My 'favourite' configuration is number 108 - Flat, Complete Link clustering with a 0.6 similarity threshold and a title weight of x19, and no weight on the leading text. This gives only 6 false positives and has an excellent purity score - NMI is around 0.28, one of the higher values.
You may notice that none of the configurations use agglomerative clustering. This is because in the time it took for 16 tests using flat clustering, one full agglomerative test over the 415 articles wasn't even finished. In other words, it's incredibly slow - so slow that I certainly will not be using it in the final system, since a requirement is to update frequently. If this is how long it takes over 415 articles, what about 1200 (the local corpus) or 7000 (the corpus on the server).

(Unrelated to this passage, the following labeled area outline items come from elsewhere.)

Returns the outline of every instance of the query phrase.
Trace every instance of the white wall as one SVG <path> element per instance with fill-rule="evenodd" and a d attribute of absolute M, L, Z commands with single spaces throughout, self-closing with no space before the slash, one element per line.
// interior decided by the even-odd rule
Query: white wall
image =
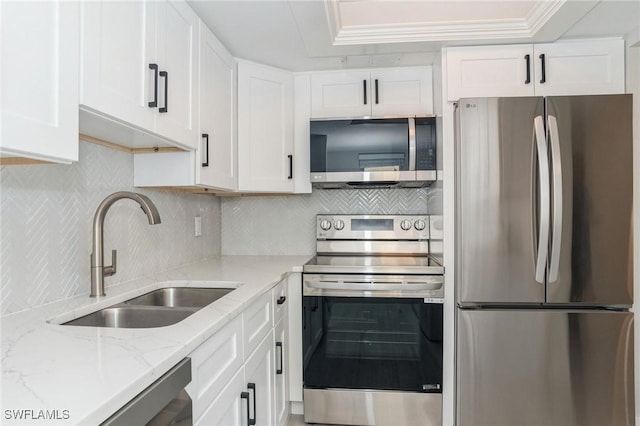
<path fill-rule="evenodd" d="M 220 201 L 204 195 L 133 188 L 133 156 L 86 142 L 73 165 L 0 167 L 0 313 L 89 294 L 91 225 L 115 191 L 149 196 L 162 223 L 118 201 L 105 221 L 105 256 L 118 250 L 108 287 L 220 253 Z M 202 237 L 193 237 L 202 216 Z"/>
<path fill-rule="evenodd" d="M 225 255 L 315 253 L 316 214 L 427 214 L 440 193 L 419 189 L 314 189 L 291 196 L 222 200 Z"/>

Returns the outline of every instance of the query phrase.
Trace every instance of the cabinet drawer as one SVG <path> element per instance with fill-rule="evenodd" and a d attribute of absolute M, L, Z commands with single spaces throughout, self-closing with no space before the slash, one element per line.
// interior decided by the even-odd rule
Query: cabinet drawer
<path fill-rule="evenodd" d="M 276 285 L 273 292 L 273 322 L 277 323 L 280 319 L 287 313 L 287 306 L 289 306 L 289 301 L 287 298 L 288 294 L 288 286 L 287 280 L 284 279 L 280 281 L 278 285 Z"/>
<path fill-rule="evenodd" d="M 245 359 L 251 356 L 271 328 L 273 328 L 273 308 L 271 292 L 268 291 L 242 313 Z"/>
<path fill-rule="evenodd" d="M 238 316 L 189 355 L 193 379 L 187 391 L 193 399 L 194 418 L 202 414 L 241 368 L 242 342 L 242 317 Z"/>

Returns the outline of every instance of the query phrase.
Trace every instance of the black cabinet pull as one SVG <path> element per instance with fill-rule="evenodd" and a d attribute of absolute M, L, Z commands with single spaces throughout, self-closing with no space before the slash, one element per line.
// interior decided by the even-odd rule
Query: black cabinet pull
<path fill-rule="evenodd" d="M 364 94 L 364 104 L 367 104 L 367 80 L 362 80 L 362 93 Z"/>
<path fill-rule="evenodd" d="M 282 374 L 282 364 L 284 364 L 282 342 L 276 342 L 276 349 L 280 349 L 280 368 L 276 368 L 276 374 Z"/>
<path fill-rule="evenodd" d="M 253 419 L 249 416 L 249 425 L 255 425 L 256 424 L 256 384 L 255 383 L 249 383 L 247 384 L 247 388 L 251 391 L 253 391 Z M 248 411 L 248 410 L 247 410 Z"/>
<path fill-rule="evenodd" d="M 302 307 L 302 329 L 303 330 L 307 329 L 307 307 L 306 306 Z"/>
<path fill-rule="evenodd" d="M 240 398 L 247 400 L 247 424 L 250 424 L 251 412 L 249 411 L 249 392 L 240 392 Z"/>
<path fill-rule="evenodd" d="M 206 152 L 206 156 L 204 156 L 206 160 L 202 162 L 202 167 L 209 167 L 209 134 L 203 133 L 202 138 L 204 139 L 204 151 Z"/>
<path fill-rule="evenodd" d="M 544 53 L 540 55 L 540 65 L 542 65 L 542 78 L 540 83 L 544 84 L 547 81 L 547 71 L 545 69 Z"/>
<path fill-rule="evenodd" d="M 149 64 L 149 69 L 154 71 L 153 80 L 153 101 L 149 102 L 149 108 L 158 106 L 158 64 Z"/>
<path fill-rule="evenodd" d="M 169 111 L 169 73 L 166 71 L 160 71 L 160 77 L 164 77 L 164 106 L 158 111 Z"/>

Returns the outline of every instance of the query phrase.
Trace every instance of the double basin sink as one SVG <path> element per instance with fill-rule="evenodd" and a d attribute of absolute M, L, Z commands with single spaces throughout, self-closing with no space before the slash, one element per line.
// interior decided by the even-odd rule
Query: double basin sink
<path fill-rule="evenodd" d="M 118 303 L 63 325 L 154 328 L 175 324 L 235 288 L 167 287 Z"/>

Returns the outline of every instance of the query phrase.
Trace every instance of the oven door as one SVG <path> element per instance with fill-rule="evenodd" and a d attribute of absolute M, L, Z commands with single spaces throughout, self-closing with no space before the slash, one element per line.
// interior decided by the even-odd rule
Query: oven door
<path fill-rule="evenodd" d="M 389 419 L 389 424 L 424 423 L 425 416 L 439 424 L 442 299 L 428 295 L 441 288 L 437 281 L 442 277 L 431 277 L 433 282 L 425 277 L 416 281 L 405 277 L 398 282 L 398 277 L 386 276 L 380 282 L 380 278 L 372 281 L 366 276 L 346 280 L 347 276 L 305 274 L 302 328 L 307 422 L 386 424 L 380 416 L 394 407 L 401 411 L 411 406 L 415 407 L 407 410 L 407 415 L 415 413 L 411 419 Z M 345 412 L 345 417 L 333 418 Z M 392 412 L 398 415 L 397 410 Z"/>

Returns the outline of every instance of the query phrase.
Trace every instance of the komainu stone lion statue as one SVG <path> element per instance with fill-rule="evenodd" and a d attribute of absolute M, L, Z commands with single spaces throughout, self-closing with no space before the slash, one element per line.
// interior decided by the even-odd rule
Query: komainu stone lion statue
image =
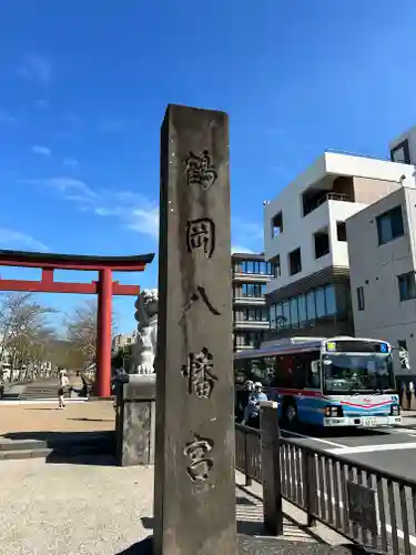
<path fill-rule="evenodd" d="M 130 373 L 149 375 L 154 373 L 154 360 L 158 344 L 158 305 L 156 289 L 144 289 L 134 306 L 139 322 L 136 342 L 133 344 L 133 363 Z"/>

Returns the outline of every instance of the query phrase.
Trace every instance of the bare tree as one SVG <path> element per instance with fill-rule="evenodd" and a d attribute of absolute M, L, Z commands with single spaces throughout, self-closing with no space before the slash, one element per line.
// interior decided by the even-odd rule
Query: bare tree
<path fill-rule="evenodd" d="M 65 321 L 67 341 L 70 344 L 68 362 L 72 369 L 85 369 L 95 362 L 97 312 L 97 301 L 85 301 Z M 111 325 L 114 330 L 114 315 Z"/>
<path fill-rule="evenodd" d="M 19 381 L 33 380 L 48 360 L 48 345 L 54 339 L 48 315 L 57 312 L 42 306 L 32 293 L 0 296 L 0 362 L 9 361 L 10 380 L 17 367 Z"/>

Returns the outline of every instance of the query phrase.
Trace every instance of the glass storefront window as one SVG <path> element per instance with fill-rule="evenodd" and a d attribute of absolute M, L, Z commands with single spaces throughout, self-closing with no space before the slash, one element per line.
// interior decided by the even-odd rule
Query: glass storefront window
<path fill-rule="evenodd" d="M 283 303 L 283 327 L 291 327 L 291 305 Z"/>
<path fill-rule="evenodd" d="M 301 295 L 297 301 L 297 307 L 300 311 L 300 327 L 304 327 L 306 319 L 306 296 Z"/>
<path fill-rule="evenodd" d="M 338 311 L 335 287 L 327 285 L 310 291 L 306 295 L 298 295 L 271 306 L 270 317 L 272 327 L 278 332 L 287 327 L 297 329 L 314 325 L 316 319 L 334 316 L 334 314 L 338 314 Z"/>
<path fill-rule="evenodd" d="M 325 290 L 324 289 L 316 290 L 315 299 L 316 299 L 316 317 L 324 317 L 326 315 Z"/>
<path fill-rule="evenodd" d="M 270 325 L 272 330 L 276 330 L 276 305 L 272 304 L 268 309 Z"/>
<path fill-rule="evenodd" d="M 333 285 L 325 287 L 326 315 L 336 314 L 335 290 Z"/>
<path fill-rule="evenodd" d="M 282 317 L 283 316 L 283 304 L 276 304 L 276 329 L 282 330 L 284 327 Z"/>
<path fill-rule="evenodd" d="M 291 324 L 292 327 L 298 327 L 300 316 L 297 313 L 297 297 L 291 299 Z"/>
<path fill-rule="evenodd" d="M 316 320 L 316 306 L 315 306 L 315 292 L 310 291 L 306 295 L 306 314 L 307 321 L 314 322 Z"/>

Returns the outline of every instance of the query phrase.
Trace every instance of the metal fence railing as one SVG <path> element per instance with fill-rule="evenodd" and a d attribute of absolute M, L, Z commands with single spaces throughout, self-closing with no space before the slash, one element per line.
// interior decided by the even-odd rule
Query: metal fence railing
<path fill-rule="evenodd" d="M 236 468 L 262 482 L 261 432 L 236 425 Z M 278 464 L 278 463 L 277 463 Z M 280 440 L 283 498 L 353 542 L 416 554 L 416 482 L 346 456 Z"/>

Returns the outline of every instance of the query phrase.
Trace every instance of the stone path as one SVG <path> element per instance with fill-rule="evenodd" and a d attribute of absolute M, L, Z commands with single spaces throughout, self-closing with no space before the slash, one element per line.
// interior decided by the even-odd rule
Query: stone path
<path fill-rule="evenodd" d="M 57 403 L 1 406 L 0 435 L 21 432 L 102 432 L 114 430 L 112 401 L 87 401 L 68 404 L 63 411 Z"/>
<path fill-rule="evenodd" d="M 0 464 L 2 555 L 115 555 L 152 534 L 153 468 L 93 462 Z M 241 533 L 262 534 L 261 502 L 240 488 L 236 514 Z M 316 544 L 290 521 L 283 541 Z"/>

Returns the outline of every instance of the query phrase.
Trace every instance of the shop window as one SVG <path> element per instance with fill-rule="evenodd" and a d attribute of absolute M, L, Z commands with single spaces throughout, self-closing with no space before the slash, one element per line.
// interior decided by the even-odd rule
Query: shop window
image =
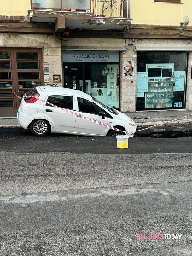
<path fill-rule="evenodd" d="M 38 52 L 17 52 L 17 60 L 38 60 Z"/>
<path fill-rule="evenodd" d="M 140 52 L 137 110 L 184 108 L 187 53 Z"/>
<path fill-rule="evenodd" d="M 9 52 L 9 51 L 0 51 L 0 59 L 2 59 L 2 60 L 10 59 L 10 52 Z"/>

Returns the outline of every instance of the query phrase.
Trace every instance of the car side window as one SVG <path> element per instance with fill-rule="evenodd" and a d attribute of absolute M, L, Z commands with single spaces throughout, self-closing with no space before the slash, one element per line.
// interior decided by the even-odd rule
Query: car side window
<path fill-rule="evenodd" d="M 80 112 L 96 115 L 100 115 L 102 112 L 104 113 L 107 117 L 110 117 L 110 115 L 103 108 L 86 99 L 78 97 L 78 108 Z"/>
<path fill-rule="evenodd" d="M 50 95 L 47 99 L 47 104 L 55 105 L 57 107 L 67 108 L 67 109 L 73 109 L 73 96 L 66 96 L 66 95 Z"/>

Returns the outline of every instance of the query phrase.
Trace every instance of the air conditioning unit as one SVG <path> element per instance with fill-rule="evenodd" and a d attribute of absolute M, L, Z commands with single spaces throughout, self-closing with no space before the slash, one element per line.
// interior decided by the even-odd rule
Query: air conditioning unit
<path fill-rule="evenodd" d="M 90 0 L 62 0 L 62 9 L 90 10 Z"/>

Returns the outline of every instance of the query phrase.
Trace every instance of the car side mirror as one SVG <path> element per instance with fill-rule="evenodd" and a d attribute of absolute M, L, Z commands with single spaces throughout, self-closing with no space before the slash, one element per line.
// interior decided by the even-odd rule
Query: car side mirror
<path fill-rule="evenodd" d="M 102 117 L 102 119 L 105 119 L 105 112 L 100 111 L 99 115 Z"/>

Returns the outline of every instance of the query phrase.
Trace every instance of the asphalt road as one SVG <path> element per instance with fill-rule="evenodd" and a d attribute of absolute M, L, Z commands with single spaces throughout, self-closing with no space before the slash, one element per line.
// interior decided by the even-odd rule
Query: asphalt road
<path fill-rule="evenodd" d="M 190 145 L 2 128 L 0 255 L 191 256 Z"/>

Later on I will probably run a agglomerative tests for measurable proof but only if there's time.
In the meantime, I've run the clusterer over the 1200 locally-stored articles and will soon work on some pretty graphs and measures for them. Until then, adios!
Monitoring the Feeds
I've finally finished the RSS Parsing & HTML Parsing section of the project. Since about 0:00 this morning (26/01/2010) the system has collected 180 unique articles from the Daily Mail, the Guardian, the Telegraph and the Express.
I'm going to self-cluster these articles as they come in and soon enough will begin developing the modular system which represents articles as (for the time being, just) vectors, and the methods needed to compare and cluster them. Then accuracy can be measured, settings tweaked and algorithms debugged until I find the best configuration.
After that, the mammoth task of just letting it run for ages begins, while in the meantime I a) begin a report about this crazy adventure and b) work on some rad visualisations for the data collected.
That's the plan at least. Wish me luck!